These large monochrome areas are superpixels, in the terminology of the authors of “Make3D”. In more detail in an accessible form, see the article " Effective segmentation of images on graphs ."
We want 3D Model and Polygon Location
We want to get a 3D model . The reconstructed three-dimensional model is represented by a combination of polygons and texture , i.e. parts of the original photograph superimposed on these polygons. The polygon has an arbitrary location and orientation in space.
Pic.4 Super Pixel Location and Orientation
More formally, the three-dimensional location of the polygon will be determined by the plane specified by the parameters
. For every point
belonging to this plane α , the equality
. The shortest distance from the observation point, the point from which the photograph was taken, to the plane along the perpendicular dropped to it is: 1 / | α | . The normal vector
uniquely determines the orientation of the plane in space. If we are given a unit vector
(called a ray
) connecting the observation point ( camera center ) with an arbitrary pixel i on the image belonging to the plane α, The distance from the viewpoint to the pixel i is given by:
. The distance to the superpixel will also be determined.You’ll have to look wider ...
A person is well distinguished by monocular signs of the image, helping him to restore a three-dimensional model of the scene and determine the distance to objects. At one glance, he is able to notice differences in image textures, color gradients, color differences, fuzzy outlines and out-of-focus objects in the distance.
However, only local monocular signs are still not enough, because the blue sky and the blue object on the earth have similar local monocular signs.
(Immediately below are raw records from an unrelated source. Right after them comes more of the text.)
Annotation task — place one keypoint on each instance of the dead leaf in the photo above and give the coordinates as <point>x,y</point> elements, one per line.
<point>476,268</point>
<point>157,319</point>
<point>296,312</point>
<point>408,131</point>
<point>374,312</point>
Therefore, when reconstructing a scene, a person has to take into account not only local signs, but also the relative relationship between the various parts of this image. So, a person can determine the distance to an object with dimly expressed signs, for example, a uniformly illuminated large gray area, relative to other objects in the photograph. And determine that it is a wall and even approximately see its length.
Therefore, in the model of MRF takes into account not only local signs of monocular ( monocular cue sheet ), but also the relative relationship between different parts of the image:
- Локальные особенности (local features): локальные особенности суперпикселя, монокулярные, во многом влияют на его положение и ориентацию в пространстве
- Соединения (connections): за исключением границ различных объектов, наиболее вероятно, что соседние суперпиксели соединены на границах и в трехмерном пространстве
- Копланарность (co-planarity): если соседние пиксели обладают схожими монокулярными особенностями (feature), и не имеют ярко выраженных границ (edge) между ними, то наиболее вероятно, что они лежат в одной и той же плоскости
- Collinearity ( co-linearity ): long straight line, most likely, it will also be long straight lines in space trehmernomi
But before moving on to the MRF model ... what is so interesting that the authors found in just one photograph?
Image Features
Superpixels For each tuple in the algorithm computed characteristics ( features ), in order to detect signs of monocular ( monocular cues ), mentioned above, as well as the calculated characteristics to determine the boundaries and refractive superpixels (objects in the image). In order to make the algorithm more robust and flexible, so that he could restore the scene in an arbitrary photograph, not necessarily similar to those on which they were trained model, calculated with respect to a large number of features ( features ).
Monocular image features
For each superpixel i , statistical features related to the image texture, shape and position are calculated. The project “Make3D” uses 17 filters
, where n = 1, ..., 17 :- 9 masks Laws for calculating an average image intensity ( averaging ), detecting spots ( spot detection ) and borders ( edge detection )
- 6 masks for identifying oriented edges ( oriented edge detection ), rotated by ( 30 ° × k ), k = 0, ..., 5 degrees
- 2 color channels in Cb and Cr in YCbCr format
Pic.5 Masks used in Make3D

Pic.6 Two channels of color Cb and Cr

The application of filters to superpixels i image I (x, y) is formed by a 34-dimensional vector features calculated as
Pic.7 Super pixel layout features

В проекте "Make3D" учитываются не только особенности отдельного суперпикселя, а так же принимается в расчет «контекст» в виде, особенностей (features) 4-х самых больших соседних суперпикселей, и данная операция повторяется в 3-х различных масштабах. Таким образом, каждый суперпиксель содержит дополнительно информацию и об изображении вокруг него, что приводит к более качественным результатам, чем если ограничиться только локальными особенностями суперпикселя. В конечном итоге с каждым суперпикселем ассоциируется вектор, который содержит 34*(4+1)*3+14=524 элемента, т.е.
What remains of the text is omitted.